О, Русь! Ни охнуть, ни вздохнуть
Или вздохнуть и охнуть снова,
Недолог оказался путь
От Пушкина до Смердякова!
Юмор - осколки счастливого варианта жизни, хранящиеся в прапамяти человечества.
Мысль - единственное выражение умственного мужества.
Чтобы понять поэта, надо его полюбить. Потом ты можешь охладеть к нему, но то, что ты понял, когда полюбил, уже никуда не уйдет.
- Я ему не подам руки, - охотнее всего говорят те люди, у которых в глубине сознания подавлено желание сказать: не подам!!!
Здесь коренное отличие христианства от либерализма.
Помню, мы как-то спорили по поводу соотношения поэзии и правды в стихах. Это было лет двадцать тому назад. Он шутливо сымпровизировал на эту тему:
Это братья-близнецы
Только разные отцы:
У того отец небесный,
А у этого телесный.
Самое забавное: я недавно где-то прочел, что, оказывается, женщина в редчайших случаях может родить близнецов от разных мужчин, если имела с ними близость в течение одних суток. Поэзия обогнала науку. Он в своей шутке утверждал эту возможность.
Для поэта, говорил он, толковость в творчестве подразумевает бестолковость в жизни. Закон сохранения энергии. С этим надо иметь мужество примириться раз и навсегда. Многие поэты безуспешно пытались с этим бороться.
Маяковский сделал колоссальные усилия, чтобы преодолеть это естественное противоречие. Он хотел быть толковым в творчестве и стать толковым в жизни. Он даже гордо писал: УНадо, чтоб поэт и в жизни был мастакФ.
В результате он разладил толк в творчестве и не наладил в жизни. И тогда, потеряв сюжет существования, он застрелился.
Конечно, хорошо, когда жена, брат или друг ведут поэта по аду жизни, как Вергилий. Но где их взять? Это чистое везение.
Когда парикмахер, вымыв мне голову, сорвал с меня покрывало, я почувствовал себя памятником. Так вот кто нам делает славу!
- Визгливость - признак бессилия, - сказал он как-то и добавил: - Прошу не путать с громким голосом.
Однажды в застольном разговоре, как бы противореча своей знаменитой балладе, он выпалил тут же сочиненную эпиграмму:
Всех подлецов заочно
Прощаю. Нет обид!
Поскольку знаю точно,
Что Бог их не простит.
Одному бывшему своему другу, который крепко продал его в молодости и с тех пор делал неоднократные напрасные попытки снова сблизиться с ним, он при мне сказал:
- Если ты человек, это твоя проблема с Богом, а не со мной. А если ты не человек, то на хрен ты мне сдался!

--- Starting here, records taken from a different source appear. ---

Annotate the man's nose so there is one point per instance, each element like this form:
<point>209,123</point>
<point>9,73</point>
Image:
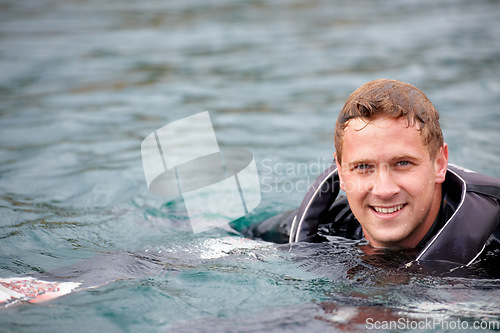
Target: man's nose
<point>384,185</point>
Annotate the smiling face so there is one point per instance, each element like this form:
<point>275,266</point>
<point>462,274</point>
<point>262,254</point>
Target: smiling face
<point>392,184</point>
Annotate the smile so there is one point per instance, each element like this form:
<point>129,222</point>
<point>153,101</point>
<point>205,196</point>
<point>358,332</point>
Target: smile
<point>387,210</point>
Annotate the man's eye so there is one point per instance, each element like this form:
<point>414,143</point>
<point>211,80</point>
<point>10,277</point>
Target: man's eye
<point>363,167</point>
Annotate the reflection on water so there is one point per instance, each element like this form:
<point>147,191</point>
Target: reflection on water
<point>84,82</point>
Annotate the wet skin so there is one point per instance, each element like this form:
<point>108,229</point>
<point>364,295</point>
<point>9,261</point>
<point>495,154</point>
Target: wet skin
<point>392,184</point>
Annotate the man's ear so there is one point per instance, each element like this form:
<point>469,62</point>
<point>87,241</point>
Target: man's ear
<point>441,164</point>
<point>339,171</point>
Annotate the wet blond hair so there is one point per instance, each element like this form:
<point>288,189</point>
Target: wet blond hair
<point>394,99</point>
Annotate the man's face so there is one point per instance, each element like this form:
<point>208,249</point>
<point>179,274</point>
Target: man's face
<point>392,185</point>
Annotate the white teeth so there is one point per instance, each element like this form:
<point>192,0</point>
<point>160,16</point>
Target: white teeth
<point>387,210</point>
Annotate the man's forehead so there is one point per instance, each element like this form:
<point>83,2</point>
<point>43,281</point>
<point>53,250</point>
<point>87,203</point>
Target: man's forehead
<point>359,123</point>
<point>383,138</point>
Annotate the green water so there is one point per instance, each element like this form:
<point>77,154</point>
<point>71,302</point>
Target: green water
<point>84,82</point>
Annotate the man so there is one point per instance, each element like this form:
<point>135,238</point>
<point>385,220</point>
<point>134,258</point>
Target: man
<point>392,163</point>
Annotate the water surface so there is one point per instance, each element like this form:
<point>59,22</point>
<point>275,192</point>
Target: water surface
<point>83,82</point>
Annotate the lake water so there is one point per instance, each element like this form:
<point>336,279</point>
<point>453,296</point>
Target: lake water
<point>84,82</point>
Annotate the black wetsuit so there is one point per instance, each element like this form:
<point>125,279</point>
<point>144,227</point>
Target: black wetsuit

Идеальное стихотворение - это румяный с мороза ребенок, вбегающий в комнату и бросающийся тебе на шею!
Чем талантливее художник, тем ярче, отчетливее он видит образ того, что он хочет показать. И поэтому он намного больше работает над черновиками, чем средний художник, ведь он стремится уподобить то, что он пишет, тому яркому, отчетливому образу, который он видит в воображении.
Средний художник не может столько работать над рукописью, сколько большой талант, потому что он достаточно расплывчато видит в воображении свой образ и создает его именно таким расплывчатым, как видит. Если бы он попытался большими трудами достигнуть больших результатов, он бы испортил и то малое, чего достиг. Он не видит отчетливо свой идеал и потому не знает, куда работать.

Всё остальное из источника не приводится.